Sans céder un pouce de terrain
Le 21 novembre 1989, la Cour confirme l’emprisonnement de quatre ans et ramène à cinq ans la durée de l’interdiction de séjour. Commentant sa condamnation, Iulen Madariaga écrit à un de ses défenseurs : « … Pour ce qui est de pouvoir en “retirer une légitime satisfaction de cette bataille menée sans céder un pouce de terrain”, je suis tellement d’accord que dans le combat —mené, il faut tout dire, avec votre aide et collaboration— il a été dit et fait ce qu’il fallait faire et dire. Le reste importe peu. Nous avons eu gain de cause psychologiquement, juridiquement et politiquement (…). Je n’ai point protesté contre la sentence. Pour la bonne raison que je l’ai écoutée à moitié, ma pensée étant bien loin de là, en Espagne. Je pensais à Josu et Iñaki (NDLR : tué dans un attentat à Madrid contre le député HB Josu Muguruza). De sorte qu’aussitôt finie la lecture du jugement par Franceschi, j’ai balancé mon « cortisimo » hommage à Josu, entre interruptions virulentes du harki corse et bousculades brutales des gendarmes me traînant physiquement hors de la salle. Dont acte ».

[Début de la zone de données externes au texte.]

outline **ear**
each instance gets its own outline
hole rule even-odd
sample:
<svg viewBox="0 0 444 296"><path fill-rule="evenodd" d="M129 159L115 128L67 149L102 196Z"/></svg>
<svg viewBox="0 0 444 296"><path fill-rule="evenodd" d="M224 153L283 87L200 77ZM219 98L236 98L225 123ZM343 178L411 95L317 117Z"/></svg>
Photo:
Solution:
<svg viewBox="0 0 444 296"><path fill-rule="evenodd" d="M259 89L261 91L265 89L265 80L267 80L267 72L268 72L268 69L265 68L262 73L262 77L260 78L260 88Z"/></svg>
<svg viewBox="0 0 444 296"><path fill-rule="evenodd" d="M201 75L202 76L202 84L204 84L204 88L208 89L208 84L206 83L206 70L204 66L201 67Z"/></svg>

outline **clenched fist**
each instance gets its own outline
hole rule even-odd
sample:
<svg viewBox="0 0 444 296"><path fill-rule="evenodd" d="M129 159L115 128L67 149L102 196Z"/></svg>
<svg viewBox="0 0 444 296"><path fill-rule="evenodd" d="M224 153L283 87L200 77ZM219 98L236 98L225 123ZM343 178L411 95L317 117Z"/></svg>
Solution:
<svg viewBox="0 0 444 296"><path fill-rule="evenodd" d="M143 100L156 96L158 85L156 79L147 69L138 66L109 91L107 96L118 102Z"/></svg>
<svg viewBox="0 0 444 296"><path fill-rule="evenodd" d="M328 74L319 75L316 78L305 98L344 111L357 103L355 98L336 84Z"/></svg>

Le 7 juin 1991, Iulen Madariaga est transféré de la prison de Fresnes à celle de Bois d’Arcy. Jon Parot l’accompagne et partage désormais sa cellule avec lui. C’est l’occasion pour celui-ci de sortir de son isolement total dans lequel il se trouvait depuis son arrestation, plus d’un an auparavant.
Constatant que deux autres Basques sont incarcérés dans le même établissement et poursuivant la lutte à son niveau, Iulen Madariaga écrit, le 5 juillet, une nouvelle lettre au ministre de la Justice : « … Lors de l’accord conclu à l’automne 1988 (…), il avait été question de nous regrouper —nous autres, prisonniers politiques basques— dans des cellules contiguës ou proches les unes des autres et notamment, de sortir ensemble dans la même cour de promenade. Or aucune de ces deux conditions n’est respectée… ».
Libéré, il ne reviendra pas dans sa famille
Tel est l’homme qui sort de prison, en ce 14 août 1991. Du fait de l’arrêt de l’interdiction de séjour du 7 décembre 1990, qui lui a été notifié le 9 janvier, il lui est fait « défense de résider ou de paraître dans 14 départements français, dont ceux du grand Sud-Ouest, de Bretagne et de Paris ». Ceci pour une durée de cinq années. Iulen ne reviendra pas chez lui, à Zamaldegia, auprès de sa femme Yvette et de ses deux jeunes enfants Loritz et Ainize.
ATURRI COMME CIBLE
Avant la perquisition et l’arrestation de Iulen Madariaga, sa société Aturri SA et son personnel ont fait l’objet de diverses agressions et attentats :
- 2 août 1979, « Pantu » Lopategi est assassiné au camping de la plage des Corsaires à Anglet, Angel Iturbe et Sasiain Etxabe sont blessés. L’attentat est revendiquée par le BVE (Batallón Vasco Español).
- 3 août 1979, attentat à l’explosif contre les bureaux d’Aturri au moment des obsèques de Pantu.
- Septembre 1979, assassinat à Biarritz de Periko Elizaran, l’attentat est revendiqué par un autre escadron de la mort, l’ANE (Acción Nacionalista Española) .
- 30 décembre 1980, José Martin Sagardia, ancien employé d’Aturri, est assassiné à Biarritz par l’explosion de sa voiture piégée.